Su conciencia de tener una misión.- Todavía tene­mos que mencionar los rasgos más distintamente cris­tianos de su carácter. Uno de ellos fue la convicción de que tenía la misión divina de predicar a Cristo, la cual estaba pronto a cumplir. La mayor parte de los hom­bres nada más notan en la corriente de la vida, y su trabajo es determinado por muchas circunstancias indi­ferentes; tal vez debieran estar haciendo otra cosa, o preferirían, si fuera posible, no hacer nada. Pero desde el tiempo en que Pablo se hizo cristiano, supo que tenía una obra definida que llevar a cabo; y el llama­miento que recibió para ella nunca cesaba de sonar en su alma. "¡Ay de mí si no anunciare el evangelio!" Este era el impulso que lo llevaba adelante. Sentía en sí un mundo de verdades nuevas que debía expresar, y que la salvación de la humanidad dependía de tal expresión. Se comprendió llamado a dar a conocer a Cristo a todas las criaturas humanas que estuvieran a su alcance. Era esto lo que le hacía tan impetuoso en sus movimientos, tan ciego en el peligro. "De ninguna cosa hago caso, ni estimo mi vida preciosa para mí mismo; solamente que acabe mi carrera con gozo, y el ministe­rio que recibí del Señor Jesús, para dar testimonio del evangelio de la gracia de Dios." El vivía con la cuenta que tenía que dar en el tribunal de Cristo, y su corazón se reanimaba en todas las horas de sufrimiento con la visión de la corona de vida que, si era fiel, el Señor, el juez justo, colocaría en su cabeza.
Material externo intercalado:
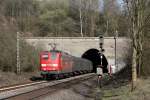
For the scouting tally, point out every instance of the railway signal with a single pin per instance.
(18, 53)
(99, 69)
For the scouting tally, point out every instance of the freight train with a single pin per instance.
(55, 63)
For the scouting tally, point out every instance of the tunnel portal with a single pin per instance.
(94, 56)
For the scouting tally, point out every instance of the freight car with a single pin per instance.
(56, 63)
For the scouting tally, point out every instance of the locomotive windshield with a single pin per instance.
(45, 56)
(53, 55)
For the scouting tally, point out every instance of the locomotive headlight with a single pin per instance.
(54, 65)
(43, 65)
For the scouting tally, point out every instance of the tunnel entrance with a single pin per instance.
(94, 57)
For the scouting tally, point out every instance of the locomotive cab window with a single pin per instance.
(53, 55)
(45, 56)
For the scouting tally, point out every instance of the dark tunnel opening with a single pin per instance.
(94, 56)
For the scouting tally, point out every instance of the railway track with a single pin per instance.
(6, 88)
(38, 89)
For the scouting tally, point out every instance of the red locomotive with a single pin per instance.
(56, 63)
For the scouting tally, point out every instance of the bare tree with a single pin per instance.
(136, 10)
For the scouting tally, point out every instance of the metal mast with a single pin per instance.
(18, 54)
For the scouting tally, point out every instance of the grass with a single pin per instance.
(142, 91)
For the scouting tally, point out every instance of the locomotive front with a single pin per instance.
(49, 63)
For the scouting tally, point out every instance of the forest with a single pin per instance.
(72, 18)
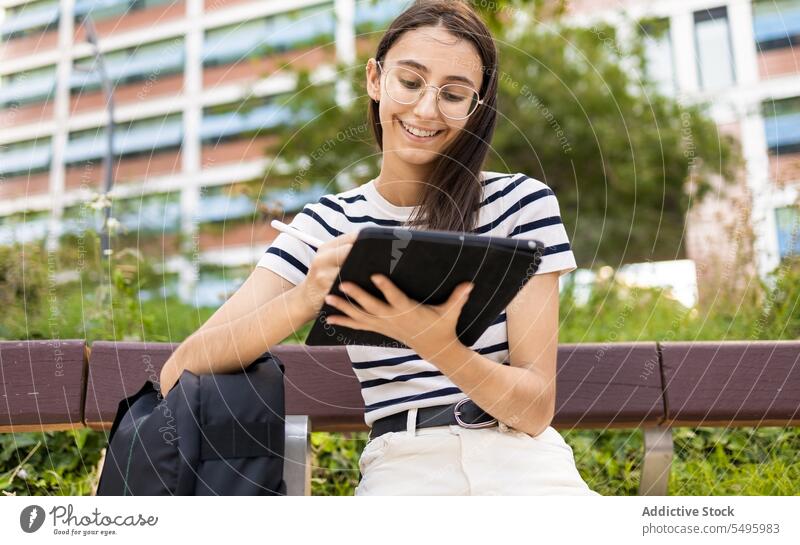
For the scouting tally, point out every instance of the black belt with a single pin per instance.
(465, 413)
Su devoción personal a Cristo. — La otra cualidad peculiarmente cristiana que modeló su carrera fue su devoción personal a Cristo. Esta fue la característica suprema de este hombre, y el principal origen de sus actividades desde el principio hasta el fin. Desde el momento de su primer encuentro con Cristo no tuvo más que una pasión: su amor al Salvador ardió con más y más vehemencia hasta el fin. Se deleitaba en llamarse el esclavo de Cristo, y no tenía ambición alguna excepto la de ser el propagador de las ideas y el continuador de la influencia de su Señor. Tomó la idea de ser el representante de Cristo sin vacilación. Afirmó que el corazón de Cristo latía en su pecho hacia sus convertidos, que la mente de Cristo pensaba en su cerebro, que continuaba la obra de Cristo y llenaba lo que faltaba en sus sufrimientos. Dijo también que las heridas de Cristo eran reproducidas en su cuerpo, que estaba muriendo para que otros vivieran, como Cristo murió para vida del mundo. Pero realmente era la mayor humildad la que se encontraba en estas expre­siones francas. Sabía que Cristo había hecho todo por él; que había entrado en él, arrojando al antiguo Pablo y concluyendo la antigua vida, y había engendrado un nuevo hombre con nuevos designios, sentimientos y actividades. Y era su más profundo deseo que este procedimiento siguiera y se completara; es decir, que su antiguo yo se desterrara completamente, y su nuevo yo, que Cristo había creado a su propia imagen, predo­minara de tal manera que, cuando los pensamientos de su mente fueran los de Cristo, sus palabras las de Cristo, sus hechos los de Cristo, y su carácter el de Cristo, pudiera decir: "y ya no vivo yo, mas vive Cristo en mí".